The enormous engineering project was begun by Claudius around A.D. 46 and took nearly 20 years to complete. It was the largest public works project of its era. At its center was an artificial basin of nearly 500 acres, dug out of coastal dunes. A short distance from the mouth of this harbor were two extensive moles, or breakwaters, constructed to protect it from the open sea. A small island with a lighthouse stood between the two moles and guided ships as they approached. With a depth of 20 feet, the Claudian basin was large enough, deep enough, and sheltered enough to provide ample anchorage for large seafaring ships heavily laden with as much as 500 tons of cargo.
In 1995 a symposium celebrating the 50th anniversary of Vannevar Bush's As We May Think article was held at Brown. I've seen many of the videos, but stumbled into a complete collection on the Doug Engelbart Institute's site. Fascinating viewing for those with an interest in the history of technology.

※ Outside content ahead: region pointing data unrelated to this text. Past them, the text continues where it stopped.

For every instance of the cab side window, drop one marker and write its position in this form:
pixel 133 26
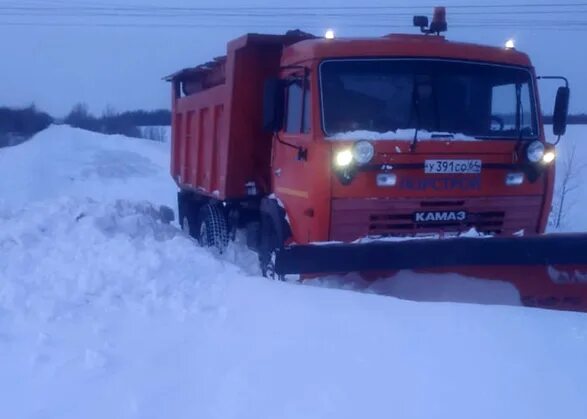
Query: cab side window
pixel 297 119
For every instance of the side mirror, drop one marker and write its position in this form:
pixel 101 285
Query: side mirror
pixel 273 105
pixel 421 22
pixel 561 111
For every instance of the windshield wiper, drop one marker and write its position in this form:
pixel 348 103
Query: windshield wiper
pixel 416 102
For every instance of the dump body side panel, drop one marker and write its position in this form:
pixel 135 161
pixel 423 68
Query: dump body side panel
pixel 249 153
pixel 200 141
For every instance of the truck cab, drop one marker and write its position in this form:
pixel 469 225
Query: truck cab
pixel 408 135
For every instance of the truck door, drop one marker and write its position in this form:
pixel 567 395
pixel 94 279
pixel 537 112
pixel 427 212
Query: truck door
pixel 291 175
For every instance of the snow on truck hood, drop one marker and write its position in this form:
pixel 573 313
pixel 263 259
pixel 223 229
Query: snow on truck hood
pixel 401 134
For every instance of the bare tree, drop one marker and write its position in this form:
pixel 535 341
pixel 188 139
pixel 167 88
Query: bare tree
pixel 570 170
pixel 155 133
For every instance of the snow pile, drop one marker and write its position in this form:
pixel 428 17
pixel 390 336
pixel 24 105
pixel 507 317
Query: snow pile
pixel 109 312
pixel 66 162
pixel 68 254
pixel 401 134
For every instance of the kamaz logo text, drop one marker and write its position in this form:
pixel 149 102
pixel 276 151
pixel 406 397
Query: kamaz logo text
pixel 423 217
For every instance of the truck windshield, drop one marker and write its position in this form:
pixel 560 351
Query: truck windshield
pixel 450 97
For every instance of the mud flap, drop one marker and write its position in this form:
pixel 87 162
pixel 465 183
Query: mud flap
pixel 548 271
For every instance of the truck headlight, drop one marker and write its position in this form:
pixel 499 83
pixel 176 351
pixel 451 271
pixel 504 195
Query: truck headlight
pixel 343 158
pixel 363 152
pixel 535 151
pixel 548 157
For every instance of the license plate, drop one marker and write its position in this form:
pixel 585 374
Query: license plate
pixel 452 166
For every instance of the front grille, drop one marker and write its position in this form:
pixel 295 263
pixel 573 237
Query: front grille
pixel 355 218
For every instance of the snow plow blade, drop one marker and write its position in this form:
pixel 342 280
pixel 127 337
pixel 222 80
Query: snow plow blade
pixel 549 271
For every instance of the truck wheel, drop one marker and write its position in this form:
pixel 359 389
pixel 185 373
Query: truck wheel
pixel 268 249
pixel 187 215
pixel 213 228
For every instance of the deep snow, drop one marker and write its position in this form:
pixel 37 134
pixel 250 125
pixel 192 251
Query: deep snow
pixel 106 311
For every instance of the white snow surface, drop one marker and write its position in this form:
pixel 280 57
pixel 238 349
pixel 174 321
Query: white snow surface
pixel 106 311
pixel 401 134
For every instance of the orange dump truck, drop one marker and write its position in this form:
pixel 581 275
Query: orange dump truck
pixel 376 154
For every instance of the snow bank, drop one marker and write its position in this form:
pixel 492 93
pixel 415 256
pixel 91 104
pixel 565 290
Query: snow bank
pixel 106 311
pixel 109 312
pixel 66 162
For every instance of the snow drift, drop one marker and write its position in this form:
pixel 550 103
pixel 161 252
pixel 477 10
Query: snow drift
pixel 108 311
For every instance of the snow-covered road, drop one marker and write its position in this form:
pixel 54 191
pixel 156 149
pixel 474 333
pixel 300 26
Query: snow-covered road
pixel 108 312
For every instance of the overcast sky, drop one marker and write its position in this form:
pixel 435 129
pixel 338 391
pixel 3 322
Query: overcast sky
pixel 56 66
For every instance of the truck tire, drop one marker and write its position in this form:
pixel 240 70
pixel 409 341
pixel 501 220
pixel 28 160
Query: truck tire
pixel 213 228
pixel 268 245
pixel 187 215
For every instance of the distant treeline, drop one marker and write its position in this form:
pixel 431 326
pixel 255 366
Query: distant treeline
pixel 112 122
pixel 19 124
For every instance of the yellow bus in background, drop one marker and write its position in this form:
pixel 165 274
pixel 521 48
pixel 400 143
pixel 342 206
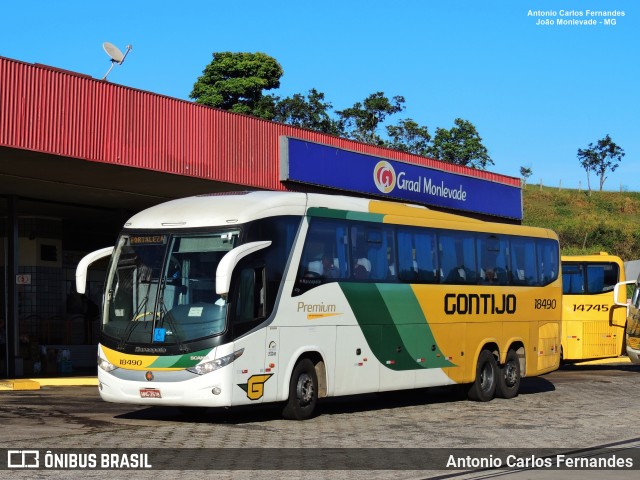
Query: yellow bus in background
pixel 593 324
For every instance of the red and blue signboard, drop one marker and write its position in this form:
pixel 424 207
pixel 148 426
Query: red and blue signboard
pixel 323 165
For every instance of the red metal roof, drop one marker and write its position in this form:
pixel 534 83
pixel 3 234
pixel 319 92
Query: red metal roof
pixel 55 111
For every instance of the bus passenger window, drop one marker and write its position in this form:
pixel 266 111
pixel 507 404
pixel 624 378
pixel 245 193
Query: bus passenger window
pixel 457 258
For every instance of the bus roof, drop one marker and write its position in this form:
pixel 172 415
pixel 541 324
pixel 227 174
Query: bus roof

More retrocomputing .. My high school physics class had a storage room filled with demo apparatus from earlier years. Our teacher had little knowledge of what his predecessors managed to acquire and squirrel away. Two of us managed to get an old Heath EC-1 analog computer working. A great way to learn a bit about electrical engineering - how op amps work, the need for precision components, oscilloscope use, etc. This type of computer is also known as a differential analyzer as it is very well suited for solving differential equations. Trying to program it taught me a fair amount of basic physics and math. You had to understand how to formulate an equation to get the wiring right.
Here is a sample worked problem to solve the motion of a mass on a spring. You would connect up four op amps and other elements like precision potentiometers, a power supply and an output oscilloscope with what could be a rat's nest of patchcords.
Analog computers were heavily used in the aerospace industry post WWII up through much of the 1960s.
Heath had a larger model intended for engineers and universities - the ES-400. I haven't been able to find a full manual, although it is made of basic elements similar to the EC-1 .. just more of them. It was probably users knew what they were doing. You bought module kits and put them in a big chassis. The "full computer" cost $945 in the day - about $8,200 in 2015 money. It lacked a means to display the output and important input elements like function generators. No big deal as anyone who would possibly use an analog computer already had such kit.